Experimental Animal Protocol.

Tumor induction with AOM and dietary supplementation with 0.4% UDCA in AIN-76A chow were carried out exactly as described in a previous study (27). Control colonocytes from saline-treated (AOM-vehicle) rats that were unsupplemented or supplemented with UDCA chow were isolated as described previously and stored frozen at −80°C until further analysis (28). Tumors were flash frozen in liquid nitrogen and stored at −80°C. Separately, a small portion of each tumor was fixed in 10% buffered formalin to classify tumor histology as adenomas or adenocarcinomas as described previously (8).

K-ras Mutations Detected by ASOH.

AOM causes O6-methylguanine adduct formation that leads to G→A transitions in codons 12, 13, or 59. These mutations in turn activate mutant Ras. To identify these mutations, tumor samples were mechanically disrupted and DNA extracted using TRI Reagent. K-ras exon 1, containing codons 12 and 13, and exon 2, containing codon 59, were amplified by PCR. Amplified DNA was neutralized and cross-linked to Nytran Maximum-Strength nylon membranes. ASOH was carried out using primers and 32P-labeled oligonucleotides that flanked K-ras codons 12 and 13 or codon 59 as described previously (29). For exon-1, the sequences of these oligonucleotides were WT for codon 12 (GGT) and codon 13 (GGC) coding for glycine-glycine or mutant for codon 12 (GAT) or codon 13 (GAC), each of which coded for an aspartic acid substitution. For exon 2, the sequences of these oligonucleotides were WT for codon 59 (GCA) coding for alanine or mutant for codon 59 (ACA), coding for threonine.

K-ras Mutations Detected by PM-RFLP.

To confirm the ASOH results, PM-RFLP was used to detect K-ras mutations in codons 12 and 13. Briefly, mismatched 5′ primers created restriction sites for BstN1 or Bgl1 in WT K-ras that were abolished by G→A mutations in codons 12 or 13, respectively. Restriction sites for BstN1 or Bgl1 incorporated into the 3′ primer were cleaved in both WT and mutant K-ras and served as internal controls for digestion. The PCR conditions and restriction digests were described previously (8, 30).

Codon 12 K-ras Mutations Detected by Enriched PM-RFLP.

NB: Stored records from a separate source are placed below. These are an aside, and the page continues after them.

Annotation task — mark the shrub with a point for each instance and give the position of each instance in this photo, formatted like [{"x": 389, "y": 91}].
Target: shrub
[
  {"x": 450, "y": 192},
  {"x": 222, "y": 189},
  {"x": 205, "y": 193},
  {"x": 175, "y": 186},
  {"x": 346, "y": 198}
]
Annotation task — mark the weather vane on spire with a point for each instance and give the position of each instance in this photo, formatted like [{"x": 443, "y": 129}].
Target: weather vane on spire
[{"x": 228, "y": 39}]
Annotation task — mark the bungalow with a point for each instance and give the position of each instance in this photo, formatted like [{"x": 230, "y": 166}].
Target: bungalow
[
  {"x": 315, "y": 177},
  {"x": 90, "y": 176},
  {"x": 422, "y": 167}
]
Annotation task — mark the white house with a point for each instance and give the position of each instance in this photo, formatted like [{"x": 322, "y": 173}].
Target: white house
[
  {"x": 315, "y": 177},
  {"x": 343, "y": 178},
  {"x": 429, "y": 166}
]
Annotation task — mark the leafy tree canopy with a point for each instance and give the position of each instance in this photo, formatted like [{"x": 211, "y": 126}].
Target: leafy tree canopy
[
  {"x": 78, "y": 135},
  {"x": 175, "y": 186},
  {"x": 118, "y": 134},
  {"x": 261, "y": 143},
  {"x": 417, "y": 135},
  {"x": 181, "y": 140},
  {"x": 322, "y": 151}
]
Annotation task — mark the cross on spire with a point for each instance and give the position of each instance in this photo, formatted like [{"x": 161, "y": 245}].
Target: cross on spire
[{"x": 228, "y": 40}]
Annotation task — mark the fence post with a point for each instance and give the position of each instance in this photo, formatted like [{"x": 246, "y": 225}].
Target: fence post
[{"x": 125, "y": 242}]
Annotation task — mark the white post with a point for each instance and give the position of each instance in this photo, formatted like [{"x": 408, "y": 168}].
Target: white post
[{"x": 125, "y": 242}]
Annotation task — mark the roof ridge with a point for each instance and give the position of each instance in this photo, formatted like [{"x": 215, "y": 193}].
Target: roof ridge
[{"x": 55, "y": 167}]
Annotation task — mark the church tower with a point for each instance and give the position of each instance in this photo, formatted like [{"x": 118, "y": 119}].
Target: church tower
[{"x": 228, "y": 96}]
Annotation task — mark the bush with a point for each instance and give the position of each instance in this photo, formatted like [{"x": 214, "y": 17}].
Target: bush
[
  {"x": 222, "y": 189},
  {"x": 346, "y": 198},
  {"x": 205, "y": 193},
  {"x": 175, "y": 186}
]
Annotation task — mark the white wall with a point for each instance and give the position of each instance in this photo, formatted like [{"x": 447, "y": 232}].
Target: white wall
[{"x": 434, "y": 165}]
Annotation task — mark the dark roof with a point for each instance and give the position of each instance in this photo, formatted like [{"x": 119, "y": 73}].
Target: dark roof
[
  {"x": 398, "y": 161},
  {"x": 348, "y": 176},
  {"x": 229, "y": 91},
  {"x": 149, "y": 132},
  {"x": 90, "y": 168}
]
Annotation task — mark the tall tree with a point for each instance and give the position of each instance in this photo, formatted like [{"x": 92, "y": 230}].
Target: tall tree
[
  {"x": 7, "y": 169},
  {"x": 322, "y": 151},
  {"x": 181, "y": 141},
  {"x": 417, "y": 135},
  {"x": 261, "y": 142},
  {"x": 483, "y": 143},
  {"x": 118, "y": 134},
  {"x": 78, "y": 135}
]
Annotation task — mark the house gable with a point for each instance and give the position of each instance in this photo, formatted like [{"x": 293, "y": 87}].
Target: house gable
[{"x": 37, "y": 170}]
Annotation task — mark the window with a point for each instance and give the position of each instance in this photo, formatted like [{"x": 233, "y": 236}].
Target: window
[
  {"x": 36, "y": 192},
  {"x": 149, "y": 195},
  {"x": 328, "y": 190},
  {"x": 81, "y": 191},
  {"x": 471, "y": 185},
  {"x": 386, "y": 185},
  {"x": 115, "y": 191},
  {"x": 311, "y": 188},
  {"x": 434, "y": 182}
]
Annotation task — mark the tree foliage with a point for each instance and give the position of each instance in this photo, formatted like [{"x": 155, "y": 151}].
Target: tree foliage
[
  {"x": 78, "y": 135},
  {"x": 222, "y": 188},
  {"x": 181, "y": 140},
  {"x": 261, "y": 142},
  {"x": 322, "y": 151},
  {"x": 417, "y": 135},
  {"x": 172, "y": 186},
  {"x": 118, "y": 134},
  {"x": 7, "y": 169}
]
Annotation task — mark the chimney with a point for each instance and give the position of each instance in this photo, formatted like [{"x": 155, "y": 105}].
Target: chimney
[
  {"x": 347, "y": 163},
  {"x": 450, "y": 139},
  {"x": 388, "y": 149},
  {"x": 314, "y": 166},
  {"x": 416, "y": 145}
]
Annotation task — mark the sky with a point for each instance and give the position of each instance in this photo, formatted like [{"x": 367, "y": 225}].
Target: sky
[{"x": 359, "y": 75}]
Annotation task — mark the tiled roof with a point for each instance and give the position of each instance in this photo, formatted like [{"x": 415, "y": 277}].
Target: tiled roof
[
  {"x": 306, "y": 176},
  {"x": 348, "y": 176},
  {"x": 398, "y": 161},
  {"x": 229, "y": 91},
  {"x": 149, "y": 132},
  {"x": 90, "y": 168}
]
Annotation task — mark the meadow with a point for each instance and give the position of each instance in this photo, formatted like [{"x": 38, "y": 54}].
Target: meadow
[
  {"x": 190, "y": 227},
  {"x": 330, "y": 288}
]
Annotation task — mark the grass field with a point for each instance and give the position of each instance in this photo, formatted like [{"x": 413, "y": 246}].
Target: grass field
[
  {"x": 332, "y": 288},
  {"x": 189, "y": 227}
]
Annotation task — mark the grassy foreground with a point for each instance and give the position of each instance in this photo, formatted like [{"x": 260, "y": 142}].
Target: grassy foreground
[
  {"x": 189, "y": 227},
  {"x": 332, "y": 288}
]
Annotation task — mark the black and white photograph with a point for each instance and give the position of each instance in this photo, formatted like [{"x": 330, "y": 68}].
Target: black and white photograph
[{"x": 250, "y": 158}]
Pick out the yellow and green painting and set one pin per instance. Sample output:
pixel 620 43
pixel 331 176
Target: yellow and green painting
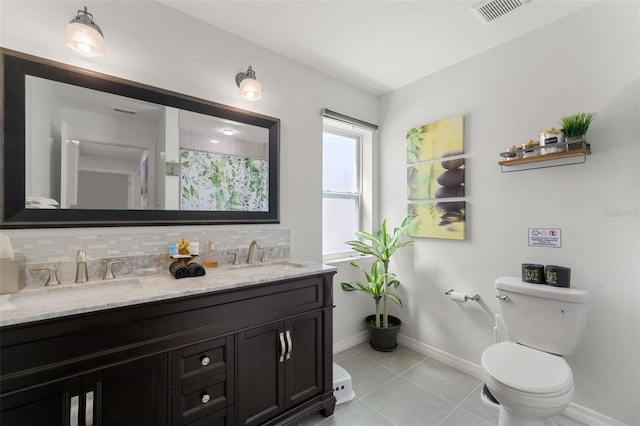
pixel 437 179
pixel 440 139
pixel 437 220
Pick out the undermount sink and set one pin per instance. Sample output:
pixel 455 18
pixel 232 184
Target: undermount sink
pixel 266 268
pixel 72 293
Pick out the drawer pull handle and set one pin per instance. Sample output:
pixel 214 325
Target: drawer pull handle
pixel 290 344
pixel 283 348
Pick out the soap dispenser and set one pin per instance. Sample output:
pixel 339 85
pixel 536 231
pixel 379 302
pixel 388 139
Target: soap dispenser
pixel 82 276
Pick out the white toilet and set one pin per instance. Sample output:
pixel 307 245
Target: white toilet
pixel 529 379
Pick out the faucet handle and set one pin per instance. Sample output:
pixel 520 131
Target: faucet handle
pixel 53 276
pixel 81 256
pixel 108 272
pixel 235 257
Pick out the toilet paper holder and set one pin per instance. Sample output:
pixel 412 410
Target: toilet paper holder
pixel 475 296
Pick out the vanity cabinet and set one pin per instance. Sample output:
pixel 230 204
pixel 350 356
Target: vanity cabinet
pixel 279 366
pixel 257 354
pixel 131 393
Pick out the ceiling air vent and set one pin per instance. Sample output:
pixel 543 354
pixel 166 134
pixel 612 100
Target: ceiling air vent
pixel 489 10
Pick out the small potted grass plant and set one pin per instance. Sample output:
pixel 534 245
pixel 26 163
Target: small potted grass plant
pixel 575 128
pixel 383 328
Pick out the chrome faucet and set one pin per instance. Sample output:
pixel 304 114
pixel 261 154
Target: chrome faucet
pixel 254 245
pixel 82 275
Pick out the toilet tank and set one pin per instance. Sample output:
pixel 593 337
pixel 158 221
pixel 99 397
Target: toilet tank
pixel 551 319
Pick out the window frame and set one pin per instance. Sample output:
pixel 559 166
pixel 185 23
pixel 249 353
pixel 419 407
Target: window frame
pixel 365 179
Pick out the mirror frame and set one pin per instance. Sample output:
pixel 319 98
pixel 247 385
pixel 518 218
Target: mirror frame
pixel 15 66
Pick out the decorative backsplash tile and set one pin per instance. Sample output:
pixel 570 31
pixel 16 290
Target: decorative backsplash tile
pixel 144 252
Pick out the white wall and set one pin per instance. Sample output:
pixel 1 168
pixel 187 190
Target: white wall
pixel 586 62
pixel 183 54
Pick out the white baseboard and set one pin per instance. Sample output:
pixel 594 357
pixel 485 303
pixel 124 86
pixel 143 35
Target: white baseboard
pixel 575 411
pixel 591 417
pixel 444 357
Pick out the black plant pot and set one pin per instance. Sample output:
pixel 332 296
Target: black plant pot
pixel 383 339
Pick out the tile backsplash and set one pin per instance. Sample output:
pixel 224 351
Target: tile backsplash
pixel 144 251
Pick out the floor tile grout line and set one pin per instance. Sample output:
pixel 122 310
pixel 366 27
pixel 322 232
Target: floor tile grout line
pixel 383 416
pixel 460 407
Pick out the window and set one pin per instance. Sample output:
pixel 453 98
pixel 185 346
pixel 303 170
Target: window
pixel 347 186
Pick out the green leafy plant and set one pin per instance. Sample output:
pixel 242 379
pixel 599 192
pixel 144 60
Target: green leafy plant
pixel 382 246
pixel 577 124
pixel 375 285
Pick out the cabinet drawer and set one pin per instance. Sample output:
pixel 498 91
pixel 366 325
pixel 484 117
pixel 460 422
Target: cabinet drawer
pixel 202 360
pixel 203 398
pixel 224 417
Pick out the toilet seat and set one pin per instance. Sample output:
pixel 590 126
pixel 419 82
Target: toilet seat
pixel 527 371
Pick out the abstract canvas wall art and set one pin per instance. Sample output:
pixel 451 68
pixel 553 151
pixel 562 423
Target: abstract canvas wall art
pixel 436 180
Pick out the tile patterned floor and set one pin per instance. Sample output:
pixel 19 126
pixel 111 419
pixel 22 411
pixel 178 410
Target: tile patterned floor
pixel 406 388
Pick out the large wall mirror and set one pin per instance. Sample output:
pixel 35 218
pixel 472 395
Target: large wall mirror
pixel 86 149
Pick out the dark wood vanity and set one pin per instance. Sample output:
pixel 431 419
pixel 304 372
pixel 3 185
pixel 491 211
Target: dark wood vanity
pixel 259 354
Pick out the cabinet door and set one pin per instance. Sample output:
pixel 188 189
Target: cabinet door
pixel 133 393
pixel 303 366
pixel 260 371
pixel 43 405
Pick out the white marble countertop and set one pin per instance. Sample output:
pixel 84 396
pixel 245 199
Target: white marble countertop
pixel 40 303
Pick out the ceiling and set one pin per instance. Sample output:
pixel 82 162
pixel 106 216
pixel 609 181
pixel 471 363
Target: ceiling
pixel 378 46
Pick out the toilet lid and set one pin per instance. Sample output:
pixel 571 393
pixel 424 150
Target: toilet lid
pixel 526 369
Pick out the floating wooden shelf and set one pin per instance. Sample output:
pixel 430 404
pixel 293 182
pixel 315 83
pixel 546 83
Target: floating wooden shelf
pixel 575 156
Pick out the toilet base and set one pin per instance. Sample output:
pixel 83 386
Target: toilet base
pixel 507 418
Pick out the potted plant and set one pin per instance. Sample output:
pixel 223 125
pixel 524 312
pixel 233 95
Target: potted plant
pixel 575 128
pixel 383 328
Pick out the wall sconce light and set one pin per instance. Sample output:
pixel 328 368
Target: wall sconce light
pixel 250 88
pixel 84 36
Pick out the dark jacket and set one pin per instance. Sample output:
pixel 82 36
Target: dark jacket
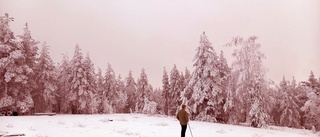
pixel 182 116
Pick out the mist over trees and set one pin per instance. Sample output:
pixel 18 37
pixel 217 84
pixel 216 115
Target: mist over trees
pixel 214 91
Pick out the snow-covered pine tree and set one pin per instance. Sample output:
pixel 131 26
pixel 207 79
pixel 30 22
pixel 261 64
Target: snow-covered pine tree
pixel 165 91
pixel 78 84
pixel 16 68
pixel 130 88
pixel 63 84
pixel 93 100
pixel 203 90
pixel 251 86
pixel 8 55
pixel 187 76
pixel 289 110
pixel 182 85
pixel 122 96
pixel 225 76
pixel 110 94
pixel 143 90
pixel 45 95
pixel 174 92
pixel 311 106
pixel 100 89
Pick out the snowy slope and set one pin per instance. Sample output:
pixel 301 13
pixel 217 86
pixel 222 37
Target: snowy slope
pixel 131 125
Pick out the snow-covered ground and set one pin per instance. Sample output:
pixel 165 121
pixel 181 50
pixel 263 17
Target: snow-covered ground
pixel 131 125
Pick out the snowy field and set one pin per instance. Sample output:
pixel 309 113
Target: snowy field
pixel 131 125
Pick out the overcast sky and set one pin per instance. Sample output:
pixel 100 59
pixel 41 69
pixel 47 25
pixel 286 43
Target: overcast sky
pixel 152 34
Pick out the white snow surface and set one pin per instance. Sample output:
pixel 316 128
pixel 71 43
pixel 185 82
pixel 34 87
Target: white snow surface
pixel 132 125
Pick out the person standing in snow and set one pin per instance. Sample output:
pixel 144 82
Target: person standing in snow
pixel 182 116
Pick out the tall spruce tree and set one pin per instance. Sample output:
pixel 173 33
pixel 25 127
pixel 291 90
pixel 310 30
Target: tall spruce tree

To amplify low abundance codon 12 K-ras mutant forms, a procedure of enriched PM-RFLP was carried out as described previously (8). Tumors with WT K-ras yielded a BstN1-digested fragment of 53 bp, whereas K-ras codon 12 GGT→GAT mutations abolished the BstN1 site, resulting in an undigested 82-bp product.

DNA Sequencing.

K-ras mutations and sequences for Cox-1 and Cox-2 RT-PCR products were confirmed by direct sequencing of amplified DNA using automated fluorescent DNA sequencing. PCR products were purified using a QIAquick PCR purification column. Purified products were sequenced using the ABI Prism dRhodamine terminator cycle sequencing kit (PE Applied Biosystems, Foster City, CA) on an ABI Prism 377 sequencer.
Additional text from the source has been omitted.